I am going to make a different video after we do more training, the one I made has a lot of her puppy pictures in it and I just kinda made it for me to see how she has grown. I will have a video up in a week or so. and I will be looking for yours!


----------



## Michael D. Turner (May 6, 2007)

Thanks Steve. I can't wait until you get here. My buddy Joe caught Grim last week & he said he wasn't bitting as hard as he was the last time he caught him but, on Tuesday he was back at the intense grips. I can only say thanks to Justin for bringing the heat to him over the weekend. I also must say to Lacey, thanks for the video. She is awsome. If it was not for her I would never be able to see what my dog is doing from another angle. I can't wait to get him on the street.


----------



## Kim Gossmeyer (Feb 24, 2007)

Yeah Mike, your video did look good... well I should say Lacey the video looked good as always and Mike your dog looks nice. can't wait to see him in person... 
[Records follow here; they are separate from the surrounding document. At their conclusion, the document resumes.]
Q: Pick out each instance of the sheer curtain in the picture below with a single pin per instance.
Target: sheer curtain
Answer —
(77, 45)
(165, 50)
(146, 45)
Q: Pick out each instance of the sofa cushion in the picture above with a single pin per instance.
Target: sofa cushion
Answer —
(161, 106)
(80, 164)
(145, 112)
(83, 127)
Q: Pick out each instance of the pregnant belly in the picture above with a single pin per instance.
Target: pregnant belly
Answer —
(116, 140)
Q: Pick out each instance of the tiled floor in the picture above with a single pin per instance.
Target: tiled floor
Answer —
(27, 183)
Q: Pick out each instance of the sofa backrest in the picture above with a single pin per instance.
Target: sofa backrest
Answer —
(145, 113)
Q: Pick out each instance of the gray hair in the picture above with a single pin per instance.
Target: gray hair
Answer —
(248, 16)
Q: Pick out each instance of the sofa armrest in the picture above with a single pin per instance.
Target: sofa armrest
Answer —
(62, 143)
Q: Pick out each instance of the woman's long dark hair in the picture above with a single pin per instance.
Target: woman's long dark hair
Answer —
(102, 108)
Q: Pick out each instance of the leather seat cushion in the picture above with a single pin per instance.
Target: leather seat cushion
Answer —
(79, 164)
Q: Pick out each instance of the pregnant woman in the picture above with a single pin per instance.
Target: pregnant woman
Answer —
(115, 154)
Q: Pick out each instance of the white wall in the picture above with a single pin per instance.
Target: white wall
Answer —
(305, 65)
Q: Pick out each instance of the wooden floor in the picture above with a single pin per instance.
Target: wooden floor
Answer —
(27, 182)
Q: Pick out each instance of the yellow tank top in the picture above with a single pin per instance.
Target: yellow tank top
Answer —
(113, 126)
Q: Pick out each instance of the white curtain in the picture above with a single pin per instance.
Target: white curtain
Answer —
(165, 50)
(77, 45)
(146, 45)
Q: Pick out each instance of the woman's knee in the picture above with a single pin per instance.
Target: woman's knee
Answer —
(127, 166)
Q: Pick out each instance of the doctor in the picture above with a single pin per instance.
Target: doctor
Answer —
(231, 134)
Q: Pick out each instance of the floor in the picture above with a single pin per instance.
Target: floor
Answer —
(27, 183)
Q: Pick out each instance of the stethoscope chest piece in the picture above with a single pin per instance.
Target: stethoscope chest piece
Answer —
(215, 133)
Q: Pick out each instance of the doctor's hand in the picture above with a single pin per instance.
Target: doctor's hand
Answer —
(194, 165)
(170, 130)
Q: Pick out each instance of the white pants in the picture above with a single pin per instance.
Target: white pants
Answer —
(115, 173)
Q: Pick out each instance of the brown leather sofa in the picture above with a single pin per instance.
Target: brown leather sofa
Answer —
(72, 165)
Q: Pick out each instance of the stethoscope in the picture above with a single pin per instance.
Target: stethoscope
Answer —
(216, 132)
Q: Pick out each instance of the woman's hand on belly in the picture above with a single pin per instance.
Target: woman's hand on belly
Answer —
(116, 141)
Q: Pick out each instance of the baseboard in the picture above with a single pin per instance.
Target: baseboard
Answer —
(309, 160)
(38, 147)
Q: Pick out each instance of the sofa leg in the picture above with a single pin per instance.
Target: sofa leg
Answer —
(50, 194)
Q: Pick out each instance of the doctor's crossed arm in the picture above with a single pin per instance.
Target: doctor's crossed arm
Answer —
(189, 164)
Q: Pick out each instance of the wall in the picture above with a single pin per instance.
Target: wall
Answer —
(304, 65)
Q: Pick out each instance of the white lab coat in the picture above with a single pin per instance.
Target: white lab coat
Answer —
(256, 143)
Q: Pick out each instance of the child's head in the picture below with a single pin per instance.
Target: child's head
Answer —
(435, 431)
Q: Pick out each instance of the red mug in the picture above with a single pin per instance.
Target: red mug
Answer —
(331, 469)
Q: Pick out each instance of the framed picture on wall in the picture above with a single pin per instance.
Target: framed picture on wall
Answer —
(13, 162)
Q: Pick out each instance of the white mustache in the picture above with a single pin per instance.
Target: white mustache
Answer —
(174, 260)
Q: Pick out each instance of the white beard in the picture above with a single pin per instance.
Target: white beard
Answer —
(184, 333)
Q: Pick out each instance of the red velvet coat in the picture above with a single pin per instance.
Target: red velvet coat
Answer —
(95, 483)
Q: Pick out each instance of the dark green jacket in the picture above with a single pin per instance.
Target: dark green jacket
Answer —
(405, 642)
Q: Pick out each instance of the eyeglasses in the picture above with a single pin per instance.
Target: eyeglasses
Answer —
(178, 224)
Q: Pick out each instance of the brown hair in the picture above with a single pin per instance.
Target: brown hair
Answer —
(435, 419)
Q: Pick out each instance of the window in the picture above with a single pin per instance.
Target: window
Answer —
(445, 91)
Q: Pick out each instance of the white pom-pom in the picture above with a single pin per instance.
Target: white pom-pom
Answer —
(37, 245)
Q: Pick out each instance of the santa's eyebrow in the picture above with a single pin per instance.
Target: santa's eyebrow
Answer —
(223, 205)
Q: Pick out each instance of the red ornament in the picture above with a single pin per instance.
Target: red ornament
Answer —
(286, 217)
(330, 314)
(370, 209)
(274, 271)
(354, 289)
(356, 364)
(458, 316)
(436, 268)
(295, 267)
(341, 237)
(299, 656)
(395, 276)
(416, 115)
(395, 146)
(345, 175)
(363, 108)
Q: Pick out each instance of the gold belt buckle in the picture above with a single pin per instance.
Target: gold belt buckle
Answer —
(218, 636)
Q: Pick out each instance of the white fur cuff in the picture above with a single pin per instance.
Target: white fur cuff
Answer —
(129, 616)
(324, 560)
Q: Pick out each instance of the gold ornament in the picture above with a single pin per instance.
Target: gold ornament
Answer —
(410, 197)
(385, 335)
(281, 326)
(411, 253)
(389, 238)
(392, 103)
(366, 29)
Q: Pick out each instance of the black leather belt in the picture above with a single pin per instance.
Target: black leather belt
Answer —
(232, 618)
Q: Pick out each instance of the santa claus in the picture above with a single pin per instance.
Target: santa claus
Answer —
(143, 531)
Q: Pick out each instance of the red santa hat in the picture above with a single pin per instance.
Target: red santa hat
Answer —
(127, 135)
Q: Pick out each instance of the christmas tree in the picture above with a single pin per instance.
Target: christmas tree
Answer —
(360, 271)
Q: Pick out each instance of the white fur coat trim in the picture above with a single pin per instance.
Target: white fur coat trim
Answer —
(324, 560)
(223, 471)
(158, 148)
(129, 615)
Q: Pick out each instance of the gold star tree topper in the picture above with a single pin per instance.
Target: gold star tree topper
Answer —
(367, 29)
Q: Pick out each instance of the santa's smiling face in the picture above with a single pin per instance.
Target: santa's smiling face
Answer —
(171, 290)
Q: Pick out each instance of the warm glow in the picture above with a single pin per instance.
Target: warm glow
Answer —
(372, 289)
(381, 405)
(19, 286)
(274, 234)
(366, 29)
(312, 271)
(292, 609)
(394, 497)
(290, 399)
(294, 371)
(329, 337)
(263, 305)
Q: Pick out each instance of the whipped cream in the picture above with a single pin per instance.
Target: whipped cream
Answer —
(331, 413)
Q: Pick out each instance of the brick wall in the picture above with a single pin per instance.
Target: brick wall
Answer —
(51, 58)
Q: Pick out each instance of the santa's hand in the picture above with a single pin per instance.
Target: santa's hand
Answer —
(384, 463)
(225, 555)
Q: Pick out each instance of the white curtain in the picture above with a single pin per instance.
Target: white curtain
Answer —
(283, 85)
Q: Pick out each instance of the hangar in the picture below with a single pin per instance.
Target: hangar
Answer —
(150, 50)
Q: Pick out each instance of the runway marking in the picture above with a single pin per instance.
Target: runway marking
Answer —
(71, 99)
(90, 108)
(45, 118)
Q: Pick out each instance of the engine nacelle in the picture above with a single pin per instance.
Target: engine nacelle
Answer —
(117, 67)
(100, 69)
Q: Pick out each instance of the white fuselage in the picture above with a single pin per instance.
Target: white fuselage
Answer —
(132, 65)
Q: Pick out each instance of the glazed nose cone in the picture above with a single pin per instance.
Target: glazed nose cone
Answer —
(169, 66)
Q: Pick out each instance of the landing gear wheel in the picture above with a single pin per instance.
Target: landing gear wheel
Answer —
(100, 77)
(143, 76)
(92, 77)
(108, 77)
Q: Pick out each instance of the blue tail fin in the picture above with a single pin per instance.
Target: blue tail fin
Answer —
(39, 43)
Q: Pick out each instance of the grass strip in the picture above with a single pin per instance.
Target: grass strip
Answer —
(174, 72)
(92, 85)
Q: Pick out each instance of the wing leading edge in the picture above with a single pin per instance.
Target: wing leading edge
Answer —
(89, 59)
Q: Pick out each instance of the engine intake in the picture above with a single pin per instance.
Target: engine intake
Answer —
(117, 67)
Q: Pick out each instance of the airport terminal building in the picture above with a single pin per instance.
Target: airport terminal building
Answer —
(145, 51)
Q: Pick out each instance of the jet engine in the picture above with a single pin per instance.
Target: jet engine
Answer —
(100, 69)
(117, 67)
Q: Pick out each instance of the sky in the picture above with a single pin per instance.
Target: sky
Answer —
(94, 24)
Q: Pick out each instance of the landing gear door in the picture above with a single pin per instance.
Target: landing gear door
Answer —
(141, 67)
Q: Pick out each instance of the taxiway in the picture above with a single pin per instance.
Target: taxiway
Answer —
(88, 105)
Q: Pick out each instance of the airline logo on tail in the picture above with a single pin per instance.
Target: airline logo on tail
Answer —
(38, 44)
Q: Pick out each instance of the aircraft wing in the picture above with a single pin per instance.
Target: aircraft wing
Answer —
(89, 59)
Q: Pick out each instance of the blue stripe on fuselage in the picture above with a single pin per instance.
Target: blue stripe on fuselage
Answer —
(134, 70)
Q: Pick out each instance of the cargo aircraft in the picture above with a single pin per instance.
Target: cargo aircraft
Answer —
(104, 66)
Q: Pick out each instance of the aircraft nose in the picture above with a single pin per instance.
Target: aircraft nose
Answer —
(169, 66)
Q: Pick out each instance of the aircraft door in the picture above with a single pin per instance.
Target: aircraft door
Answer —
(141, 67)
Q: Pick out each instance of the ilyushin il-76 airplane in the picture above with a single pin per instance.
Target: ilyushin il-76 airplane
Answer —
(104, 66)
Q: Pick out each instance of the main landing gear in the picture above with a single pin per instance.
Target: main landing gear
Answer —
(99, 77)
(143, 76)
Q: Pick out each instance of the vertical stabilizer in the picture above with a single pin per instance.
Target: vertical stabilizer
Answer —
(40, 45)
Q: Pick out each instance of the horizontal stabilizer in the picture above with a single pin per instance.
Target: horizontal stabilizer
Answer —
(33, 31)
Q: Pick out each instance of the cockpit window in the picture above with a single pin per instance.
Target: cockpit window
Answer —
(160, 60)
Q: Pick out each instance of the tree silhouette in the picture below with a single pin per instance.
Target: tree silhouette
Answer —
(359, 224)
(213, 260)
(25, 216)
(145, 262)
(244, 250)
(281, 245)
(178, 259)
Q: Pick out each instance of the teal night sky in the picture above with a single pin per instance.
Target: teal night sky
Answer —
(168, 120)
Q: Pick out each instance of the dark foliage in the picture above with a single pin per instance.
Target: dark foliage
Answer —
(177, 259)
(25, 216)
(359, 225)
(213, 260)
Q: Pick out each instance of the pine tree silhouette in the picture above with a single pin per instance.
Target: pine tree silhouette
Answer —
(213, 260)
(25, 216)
I am so excited to see Zane. Envy is ready to bite some other people!


----------



## Michael D. Turner (May 6, 2007)

Man if you think he's big try holding him back in bite work. LOL! I got him about three weeks ago from Tarheel K-9 in Sanford NC. He is what I had been looking for but, was not able to find until I went through two other dogs. That didn't work out as full service working dogs. I can't wait to get out of school and get him on the road. I feel sorry for the first person he gets a bite on (who am I kidding no I don't). LOL! Later and be safe.


----------